= Emily Albu =

American professor (born 1945)

Emily Albu (born November 21, 1945) is a professor of classics at the University of California, Davis. She teaches both undergraduate and graduate courses in the field of classics and sits on several committees and boards. Her research focuses on the history of Christianity in late antiquity, and the Middle Ages. She is the author of a number of books, reviews, and articles.

== Biography ==
Emily Albu is a professor of classics at the University of California, Davis where she has held various positions since 1995. She teaches undergraduate classes in areas such as classics, Greek, Latin literature, Roman comedy, the history of women in the Middle Ages, and films on the ancient world. Her graduate seminars include various topics concerning late antiquity and methodological approaches to the study of the classical world. At UC Davis she was a member of the Committee on Committees in 2017-18, and as of 2019 she was a member of the Program Committee for Medieval and Early Modern Studies. Since 2019, she has served as associate editor of the University of California Press journal Studies in Late Antiquity (SLA). Albu was a visiting professor of classics at the University of Virginia in fall 2014, 2016, and 2018. Since 2007, Albu has been on the Statewide Advisory Board for California History - Social Science Project through the California Subject Matter Project, which works to provide high-quality professional development and historical instruction in California schools.

== Education ==
In 1967, Albu obtained a Bachelor of Arts in Latin and Greek from the College of Wooster. She went on to the University of California, Berkeley, where she obtained a Master of Arts in comparative literature, focusing on Latin and Greek in 1969, and a Ph.D. in comparative literature, with an emphasis in medieval Latin, Byzantine Greek, and Old French/Old Provençal in 1975.

== Research ==
As a current active emerita at the University of California, Davis, Albu plans to remain active in scholarship post-retirement. Her research interests include the reception of classical culture, Late Antiquity, the twelfth century, mapping the world in the Middle Ages, and medieval histories and monastic chronicles.

== Books ==
2014: The Medieval Peutinger Map: Imperial Roman Revival in a German Empire (Cambridge: Cambridge University Press).

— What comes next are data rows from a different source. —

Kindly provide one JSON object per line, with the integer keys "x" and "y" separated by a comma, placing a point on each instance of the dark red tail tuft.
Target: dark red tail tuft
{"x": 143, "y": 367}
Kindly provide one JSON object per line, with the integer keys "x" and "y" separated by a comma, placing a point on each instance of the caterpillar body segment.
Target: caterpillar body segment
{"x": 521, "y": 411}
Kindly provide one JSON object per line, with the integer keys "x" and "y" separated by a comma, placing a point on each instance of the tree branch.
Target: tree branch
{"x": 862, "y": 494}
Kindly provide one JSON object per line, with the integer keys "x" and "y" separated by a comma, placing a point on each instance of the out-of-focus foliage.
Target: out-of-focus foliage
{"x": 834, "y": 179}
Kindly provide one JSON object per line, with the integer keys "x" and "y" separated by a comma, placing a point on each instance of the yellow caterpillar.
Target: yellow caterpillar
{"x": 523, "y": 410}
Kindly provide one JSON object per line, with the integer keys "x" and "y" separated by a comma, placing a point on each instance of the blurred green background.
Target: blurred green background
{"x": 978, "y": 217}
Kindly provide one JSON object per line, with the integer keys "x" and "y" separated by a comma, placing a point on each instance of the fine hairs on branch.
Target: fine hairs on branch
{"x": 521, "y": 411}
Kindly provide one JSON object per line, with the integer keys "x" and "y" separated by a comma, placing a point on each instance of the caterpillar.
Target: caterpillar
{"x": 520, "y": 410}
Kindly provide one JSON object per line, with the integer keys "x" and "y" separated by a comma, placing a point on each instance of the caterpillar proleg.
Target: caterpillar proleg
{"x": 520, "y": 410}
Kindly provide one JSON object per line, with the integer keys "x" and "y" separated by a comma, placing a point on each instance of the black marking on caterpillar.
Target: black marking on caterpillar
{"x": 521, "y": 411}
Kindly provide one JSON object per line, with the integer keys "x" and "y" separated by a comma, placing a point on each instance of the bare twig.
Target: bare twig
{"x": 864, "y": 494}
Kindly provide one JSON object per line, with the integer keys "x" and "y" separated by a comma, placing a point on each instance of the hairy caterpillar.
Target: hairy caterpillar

2006: Violence in Late Antiquity: Perceptions and Practices, ed. H.A. Drake and eo-ed. Emily Albu, Susanna Elm, Michael Maas, Claudia Rapp, Michele Salzman (Hampshire, England, and Burlington, VT: Ashgate).

2001: The Normans in Their Histories: Propaganda, Myth, and Subversion (Woodbridge, Suffolk, UK: Boydell and Brewer).

1998: Christianity: A Social and Cultural History, 2nd ed., with Howard Clark Kee, Carter Lindberg, J. William Frost, and Dana Robert. Upper Saddle River, NJ: Prentice Hall, 1998; 113-202. (6 chapters slightly revised from the 1991 Macmillan edition).

1998: An annotated bibliography of Byzantine sources in English translation, Emily Albu

1994: Through the Eye of a Needle: Judeo-Christian Roots of Social Welfare, ed. with Carter Lindberg. Kirksville, Missouri: Thomas Jefferson University Press.

1991: Christianity: A Social and Cultural History, with Howard Clark Kee, Carter Lindberg, Jean-Loup Seban, and Mark A. Noll. New York: Macmillan; 145-255. (6 chapters, from 324 through the eleventh century).